I have 4 RBPs in a 55 gallon tank. They are roughly 3-5 inches big I have no idea just a guess from looking. Since I've got them they've been eating bloodworms, beefheart, raw shrimp and feeders. I am wanting to know what is some good food I can pick up at the local Walmart to feed them. Nothing that I have to spend time cooking or soaking in sh*t. Just something I can have in my freezer or fridge and just throw in there? Also with raw shrimp do I keep them frozen or do I thaw them out first?


----------



## HGI (Oct 27, 2009)

Every question you've just asked here can be easily found in the "feeding and nutrition" section of the forums or even google.com, yet again to be honest a lot of it is actually common sense.
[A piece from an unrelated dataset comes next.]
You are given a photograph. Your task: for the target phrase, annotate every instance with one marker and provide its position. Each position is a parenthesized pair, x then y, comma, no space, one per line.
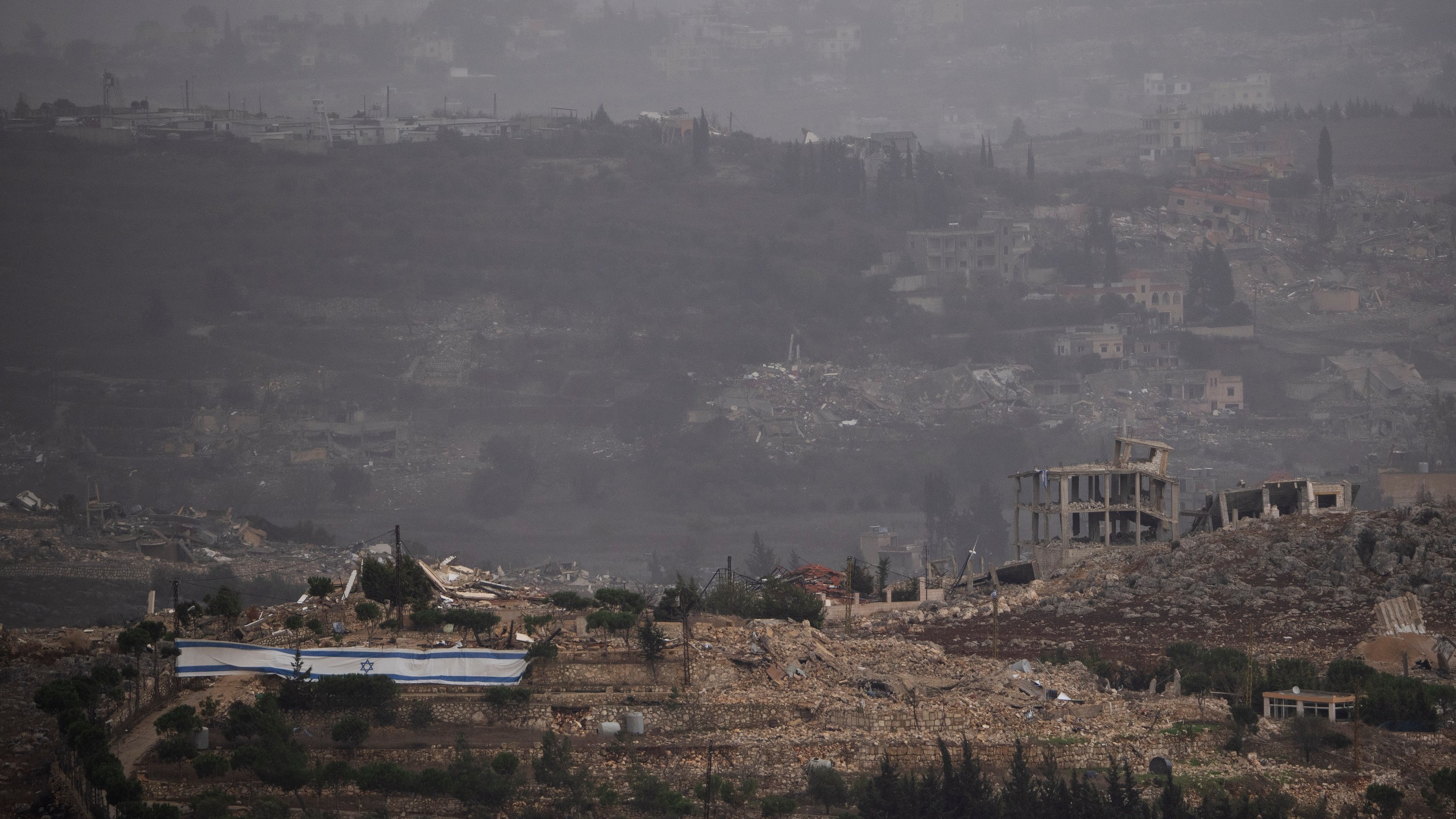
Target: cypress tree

Forums are a repository for info, not spoon feeding...


----------



## Mr. Hannibal (Feb 21, 2003)

Personally i feed different kinds of fish fillets (the varied the better) and shrimp as staple... anyway you should read this: http://www.piranha-fury.com/information/article.php?id=4


----------



## davery08 (Mar 4, 2011)

Thank you! I just tried tilapia last night and they loved it!


----------



## Smoke (Sep 8, 2010)

Mr. Hannibal said:


> Personally i feed different kinds of fish fillets (the varied the better) and shrimp as staple... anyway you should read this: http://www.piranha-fury.com/information/article.php?id=4


x2

You can also use this as a guide for avoiding foods that contain "Thiaminase"...

http://www.wetwebmedia.com/ca/volume_6/volume_6_1/thiaminase.htm


----------



## Redruckus (Mar 13, 2011)

i feed frozen smelt but its kinda hard to get unless you know were to fish them but feeders, shrimp, blood worm, cuts of fresh water fish (talapia, salmon, trout..last 2 are a bit costly)are all amazing foods, as for defrosting the shrimp just toss it in the tank frozen when it thaws they will eat it it ususaly only takes about 5 mins or so thats what i do with my smelts and it seems to work


----------



## Piranha-Freak101 (Dec 8, 2010)

i wouldnt feed beefhart as a meal IMO 
i would only feed that as a 3month or soo treat ..
You can feed tilapia, scallops, raw shrimp
for best coloration this can help including with good water chemistry
You can also stuff Hikari pellets in the shrimp or tilapia thats what i do and it's giving my red a pretty nice color


----------



## dcp5082 (Feb 14, 2011)

i use hikari cichlid gold as a staple along with smelt. Shrimp sometimes depending if they are sale lol


----------